ITV adapted the novel for the series Marple in 2004 starring Geraldine McEwan as Miss Marple. The title What Mrs McGillicuddy Saw! was used when it was shown in the US.

- Cast:
  - Geraldine McEwan – Miss Jane Marple
  - Amanda Holden – Lucy Eyelesbarrow
  - John Hannah – Inspector Tom Campbell
  - Michael Landes – Bryan Eastley
  - Niamh Cusack – Emma Crackenthorpe
  - David Warner – Luther Crackenthorpe
  - Ciarán McMenamin – Cedric Crackenthorpe
  - Ben Daniels – Alfred Crackenthorpe
  - Charlie Creed-Miles – Harold Crackenthorpe
  - Rose Keegan – Lady Alice Crackenthorpe
  - Griff Rhys Jones – Dr Quimper
  - Rob Brydon – Inspector Awdry
  - Pam Ferris – Mrs Elspeth McGillicuddy
  - Celia Imrie – Madame Joliet
  - Jenny Agutter – Agnes Crackenthorpe
The novel was adapted as a set of 4 episodes of the Japanese animated television series Agatha Christie's Great Detectives Poirot and Marple, airing in 2005.

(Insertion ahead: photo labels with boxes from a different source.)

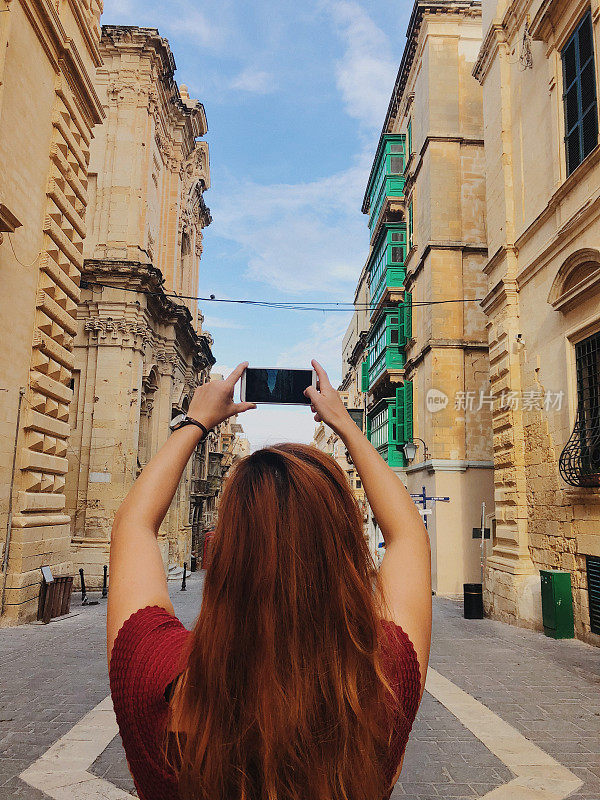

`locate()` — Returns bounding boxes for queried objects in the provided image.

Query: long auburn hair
[163,444,398,800]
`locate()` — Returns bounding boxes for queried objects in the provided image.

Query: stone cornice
[383,0,481,132]
[404,339,489,374]
[471,22,506,85]
[20,0,104,127]
[81,259,216,370]
[101,25,208,141]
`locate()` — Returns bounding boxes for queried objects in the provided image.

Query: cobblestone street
[0,573,600,800]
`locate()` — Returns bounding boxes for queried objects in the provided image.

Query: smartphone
[240,367,317,405]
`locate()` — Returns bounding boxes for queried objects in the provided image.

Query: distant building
[342,0,493,595]
[0,0,103,624]
[66,25,216,587]
[474,0,600,644]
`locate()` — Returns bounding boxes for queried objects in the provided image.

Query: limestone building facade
[342,0,493,595]
[0,0,103,624]
[66,26,221,588]
[474,0,600,644]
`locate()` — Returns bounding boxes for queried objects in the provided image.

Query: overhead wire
[81,279,483,312]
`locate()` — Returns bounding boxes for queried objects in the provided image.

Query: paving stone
[0,573,600,800]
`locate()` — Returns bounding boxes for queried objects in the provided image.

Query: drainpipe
[0,386,25,617]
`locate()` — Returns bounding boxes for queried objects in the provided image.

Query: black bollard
[79,567,87,606]
[79,567,99,606]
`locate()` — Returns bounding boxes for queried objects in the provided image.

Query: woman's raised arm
[305,361,431,690]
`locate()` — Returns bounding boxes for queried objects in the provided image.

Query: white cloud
[229,67,275,94]
[277,311,350,386]
[325,0,398,132]
[211,152,370,301]
[202,314,246,331]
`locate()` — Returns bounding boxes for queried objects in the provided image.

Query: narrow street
[0,573,600,800]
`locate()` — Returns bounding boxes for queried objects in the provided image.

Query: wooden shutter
[402,292,412,341]
[402,381,413,442]
[360,361,369,392]
[394,386,404,444]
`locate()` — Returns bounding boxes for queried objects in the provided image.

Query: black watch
[169,414,208,439]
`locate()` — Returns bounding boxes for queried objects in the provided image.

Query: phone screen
[246,367,312,405]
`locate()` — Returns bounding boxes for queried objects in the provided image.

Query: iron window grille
[558,331,600,486]
[561,11,598,175]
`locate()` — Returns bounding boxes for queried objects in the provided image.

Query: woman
[107,361,431,800]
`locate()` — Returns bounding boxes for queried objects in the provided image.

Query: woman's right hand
[304,359,354,436]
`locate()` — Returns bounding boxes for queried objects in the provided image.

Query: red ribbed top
[109,606,421,800]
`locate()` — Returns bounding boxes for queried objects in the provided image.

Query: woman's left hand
[187,361,256,428]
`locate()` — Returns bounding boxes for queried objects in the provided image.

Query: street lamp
[402,436,429,461]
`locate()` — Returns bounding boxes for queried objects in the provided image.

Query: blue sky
[102,0,412,447]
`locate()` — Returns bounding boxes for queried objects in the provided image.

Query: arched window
[548,248,600,487]
[137,367,160,469]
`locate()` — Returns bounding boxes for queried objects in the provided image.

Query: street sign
[410,487,450,530]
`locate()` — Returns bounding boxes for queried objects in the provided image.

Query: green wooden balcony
[363,133,406,236]
[367,381,413,467]
[367,222,406,316]
[367,308,406,391]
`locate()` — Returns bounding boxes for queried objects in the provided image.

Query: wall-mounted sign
[90,472,110,483]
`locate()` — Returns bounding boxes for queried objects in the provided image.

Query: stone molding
[82,259,216,372]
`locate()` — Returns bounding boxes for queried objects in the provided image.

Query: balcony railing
[558,411,600,486]
[558,332,600,486]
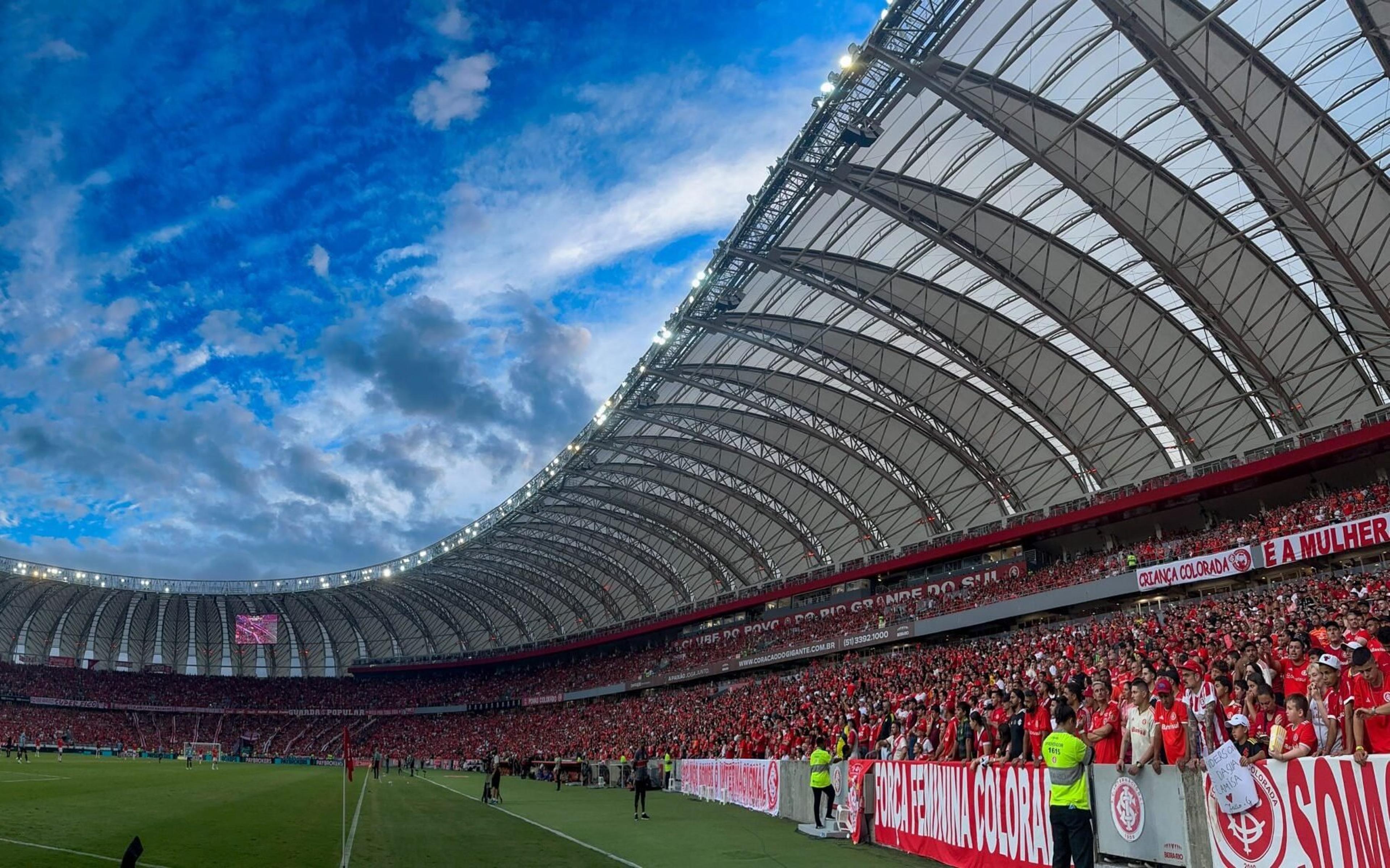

Le crime est notre affaire (released in the UK as Crime Is Our Business) is a French film directed by Pascal Thomas, released in 2008. It is named after the French title of Christie's short story collection Partners in Crime, which features Tommy and Tuppence as the detective characters. Although the film similarly features Tommy and Tuppence rather than Miss Marple, the plot matches that of 4:50 from Paddington. The film is a sequel to Thomas's 2004 film Mon petit doigt m'a dit... (By the Pricking of My Thumbs).

- Cast
  - Catherine Frot – Prudence Beresford, based on Tuppence Beresford
  - André Dussollier – Bélisaire Beresford, based on Tommy Beresford
  - Claude Rich – Roderick Charpentier, based on Luther Crackenthorpe
  - Annie Cordy – Babette Boutiti, based on Mrs McGillicuddy
  - Chiara Mastroianni – Emma Charpentier, based on Emma Crackenthorpe
  - Melvil Poupaud – Frédéric Charpentier, based on Alfred Crackenthorpe
  - Alexandre Lafaurie – Raphaël Charpentier, based on Harold Crackenthorpe
  - Christian Vadim – Augustin Charpentier, based on Cedric Crackenthorpe
  - Hippolyte Girardot – Doctor Lagarde, based on Dr Quimper
  - Yves Afonso – Inspector Blache

TV Asahi adapted the novel in 2018 starring Yuki Amami and Atsuko Maeda, with the title Two Nights Drama Special: 4:50 from Paddington – Night Express Train Murder (アガサ・クリスティ 二夜連続ドラマスペシャル パディントン発4時50分〜寝台特急殺人事件〜) as the first night.
- Cast:
  - Yuki Amami – Toko Amano, based on Miss Jane Marple
  - Atsuko Maeda – Aya Nakamura, based on Lucy Eyelesbarrow
  - Sachie Hara – Keiko Tomizawa, based on Emma Crackenthorpe
  - Toshihiro Yashiba – Shin Furukawa, based on Bryan Eastley
  - Toshiyuki Nishida – Shinsuke Tomizawa, based on Luther Crackenthorpe
  - Kosuke Suzuki – Tetsuji Tomizawa, based on Cedric Crackenthorpe
  - Shinya Niiro – Seizo Tomizawa, based on Harold Crackenthorpe
  - Hiroyuki Matsumoto – Shiro Tomizawa, based on Alfred Crackenthorpe
  - Ken Ishiguro – Keiichi Saeki, based on Dr Quimper
  - Akio Mochizuki – Eiichi Tomizawa, based on Edmund Crackenthorpe
  - Mitsuko Kusabue – Suzume Amano, based on Mrs Elspeth McGillicuddy
  - Tomoka Kurotani – Reiko Kimura, based on Lady Stoddart-West
  - Ayumi Ena – Mamei Zhou, based on Anna Stravinska

=== Video game ===
On 17 June 2010, I-play released a downloadable hidden object game based on 4:50 from Paddington.